-  L’institut -  80 ans d’histoire -  Les grands moments de la métapsychique à l’IMI

Franek Kluski

Franek Kluski

Par l’équipe de l’IMI

Le physicien, prestidigitateur et métapsychiste Robert Tocquet a qualifié Kluski de « géant de la médiumnité ». A l’époque des expériences menées à l’Institut métapsychique, en 1920, Kluski a 47 ans...

C’est un homme de taille moyenne, affable, cultivé, polyglotte même, qui exerce une profession libérale et, à ses heures perdues, est écrivain et poète. Au plan de la personnalité, il est nerveux, hyper émotif, mais il ne présente pas de tare organique particulière. Ses dons semblent héréditaires, comme c’est parfois le cas, et se sont manifestés, dès l’enfance, par une tendance à la rêverie éveillée qui pouvait conduire à des visions. Mais c’est pendant l’hiver 1918-1919 que ses dons médiumniques se manifestent avec une vigueur inhabituelle. Les dons en question seront étudiés en Pologne, puis en France, à l’Institut métapsychique, au cours d’une suite de séances menées par Charles Richet, A. de Gramont, et le docteur Geley.

Ces séances se sont déroulées pendant l’automne 1920 au laboratoire de l’Institut métapsychique, avec un résultat de 3 échecs pour 11 succès. On parvint notamment à y obtenir des moulages de mains d’ectoplasmes. Ces expériences sont si surprenantes, et en même temps si méconnues, qu’il faut en rappeler les points essentiels.

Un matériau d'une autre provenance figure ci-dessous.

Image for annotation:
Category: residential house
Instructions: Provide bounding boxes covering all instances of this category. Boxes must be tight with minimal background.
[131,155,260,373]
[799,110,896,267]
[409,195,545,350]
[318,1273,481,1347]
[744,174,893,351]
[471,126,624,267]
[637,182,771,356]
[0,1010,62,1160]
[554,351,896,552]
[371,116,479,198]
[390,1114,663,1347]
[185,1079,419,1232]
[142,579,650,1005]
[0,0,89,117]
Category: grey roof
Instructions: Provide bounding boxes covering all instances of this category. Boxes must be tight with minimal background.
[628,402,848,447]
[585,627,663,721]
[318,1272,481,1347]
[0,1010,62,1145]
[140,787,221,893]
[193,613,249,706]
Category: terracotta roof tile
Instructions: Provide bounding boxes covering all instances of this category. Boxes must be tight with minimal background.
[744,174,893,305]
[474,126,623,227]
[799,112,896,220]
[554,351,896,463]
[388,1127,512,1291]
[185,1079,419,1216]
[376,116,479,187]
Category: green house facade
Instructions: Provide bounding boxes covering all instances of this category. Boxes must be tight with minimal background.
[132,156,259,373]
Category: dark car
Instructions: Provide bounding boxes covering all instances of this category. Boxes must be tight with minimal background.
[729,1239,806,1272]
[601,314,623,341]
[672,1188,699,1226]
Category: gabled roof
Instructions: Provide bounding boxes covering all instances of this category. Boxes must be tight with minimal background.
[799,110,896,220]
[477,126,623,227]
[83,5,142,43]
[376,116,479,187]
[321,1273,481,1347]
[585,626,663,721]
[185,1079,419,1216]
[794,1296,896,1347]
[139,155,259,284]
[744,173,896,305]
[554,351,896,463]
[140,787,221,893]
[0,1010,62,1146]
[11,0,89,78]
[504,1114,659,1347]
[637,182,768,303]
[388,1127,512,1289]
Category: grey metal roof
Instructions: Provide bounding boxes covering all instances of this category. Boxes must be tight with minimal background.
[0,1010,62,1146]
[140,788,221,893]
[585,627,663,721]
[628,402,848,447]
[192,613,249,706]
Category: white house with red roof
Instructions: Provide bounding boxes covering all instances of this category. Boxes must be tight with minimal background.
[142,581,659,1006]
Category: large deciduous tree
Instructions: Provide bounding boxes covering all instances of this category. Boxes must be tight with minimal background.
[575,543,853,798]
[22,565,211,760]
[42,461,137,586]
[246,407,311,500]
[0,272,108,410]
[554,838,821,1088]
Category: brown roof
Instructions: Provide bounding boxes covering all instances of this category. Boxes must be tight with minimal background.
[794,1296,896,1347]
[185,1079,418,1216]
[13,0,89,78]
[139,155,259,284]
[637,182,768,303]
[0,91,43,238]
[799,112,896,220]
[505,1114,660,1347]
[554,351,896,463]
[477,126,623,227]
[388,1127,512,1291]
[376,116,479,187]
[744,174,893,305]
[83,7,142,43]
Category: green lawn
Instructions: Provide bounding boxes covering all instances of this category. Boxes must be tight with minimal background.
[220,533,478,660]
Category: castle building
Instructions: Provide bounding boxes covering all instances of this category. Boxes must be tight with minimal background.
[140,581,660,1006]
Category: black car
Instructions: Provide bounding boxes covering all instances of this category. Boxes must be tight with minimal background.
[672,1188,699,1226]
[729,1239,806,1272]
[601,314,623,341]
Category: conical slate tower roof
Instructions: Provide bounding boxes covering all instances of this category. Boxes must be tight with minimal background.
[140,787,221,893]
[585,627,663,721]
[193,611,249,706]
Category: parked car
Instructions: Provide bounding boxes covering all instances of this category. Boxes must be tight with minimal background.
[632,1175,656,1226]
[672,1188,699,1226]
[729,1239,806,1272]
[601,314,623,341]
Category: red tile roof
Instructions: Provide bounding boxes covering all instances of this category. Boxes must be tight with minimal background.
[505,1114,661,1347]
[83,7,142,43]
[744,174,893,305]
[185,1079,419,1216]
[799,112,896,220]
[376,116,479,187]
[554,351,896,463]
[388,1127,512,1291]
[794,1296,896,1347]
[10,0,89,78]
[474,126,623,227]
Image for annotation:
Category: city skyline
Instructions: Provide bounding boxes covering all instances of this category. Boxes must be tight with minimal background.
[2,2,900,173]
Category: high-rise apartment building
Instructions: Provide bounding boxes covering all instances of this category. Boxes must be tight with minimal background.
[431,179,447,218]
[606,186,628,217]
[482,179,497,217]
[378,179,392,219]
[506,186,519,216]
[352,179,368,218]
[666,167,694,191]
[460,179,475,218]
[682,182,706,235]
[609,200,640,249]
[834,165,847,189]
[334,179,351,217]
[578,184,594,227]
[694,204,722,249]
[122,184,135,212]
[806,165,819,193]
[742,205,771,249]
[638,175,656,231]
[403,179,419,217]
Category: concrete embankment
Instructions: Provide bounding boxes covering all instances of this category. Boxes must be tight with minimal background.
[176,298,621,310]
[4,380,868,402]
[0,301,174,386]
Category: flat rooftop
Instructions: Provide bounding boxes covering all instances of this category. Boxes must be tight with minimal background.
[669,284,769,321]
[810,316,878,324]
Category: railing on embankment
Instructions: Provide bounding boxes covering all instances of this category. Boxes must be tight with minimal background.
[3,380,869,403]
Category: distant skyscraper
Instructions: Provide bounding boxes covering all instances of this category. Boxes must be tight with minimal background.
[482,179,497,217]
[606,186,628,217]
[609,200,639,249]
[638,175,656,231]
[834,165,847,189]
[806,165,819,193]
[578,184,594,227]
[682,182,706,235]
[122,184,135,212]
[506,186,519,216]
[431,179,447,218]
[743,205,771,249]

La séance habituelle se passe en lumière rouge. Le médium reste toujours rigoureusement immobile, contrairement à d’autres, ce qui facilite le travail des contrôleurs, qui lui tiennent vigoureusement les mains avec mission de ne jamais les lâcher. Le médium sombre rapidement dans un état de demi-transe, parfois de transe profonde. On voit alors se former autour de lui des lueurs phosphorescentes, qui semblent être le premier stade de la matérialisation de la « substance », laquelle peut prendre une forme d’apparence liquide, voire même, plus rarement, solide. Ainsi, lors de la séance du 14 novembre, une main paraît sortir des flancs du médium. Ce sont ces prolongements apparemment matériels que l’équipe de Geley va s’efforcer d’objectiver. Pour cela, on adopte le dispositif suivant : à proximité du médium, on dispose un baquet d’eau chaude sur lequel flotte une pellicule de paraffine fondue. Quand l’entité se matérialise, on lui demande de plonger sa main, son pied, ou une partie de son visage dans le baquet. Il se forme alors aussitôt un moule de paraffine qui durcit rapidement au contact de l’air ou de l’eau froide qui se trouve dans un baquet voisin. Puis, le « membre » ectoplasmique se désintègre, et laisse une espèce de gant très fragile à partir duquel seront obtenus des moulages.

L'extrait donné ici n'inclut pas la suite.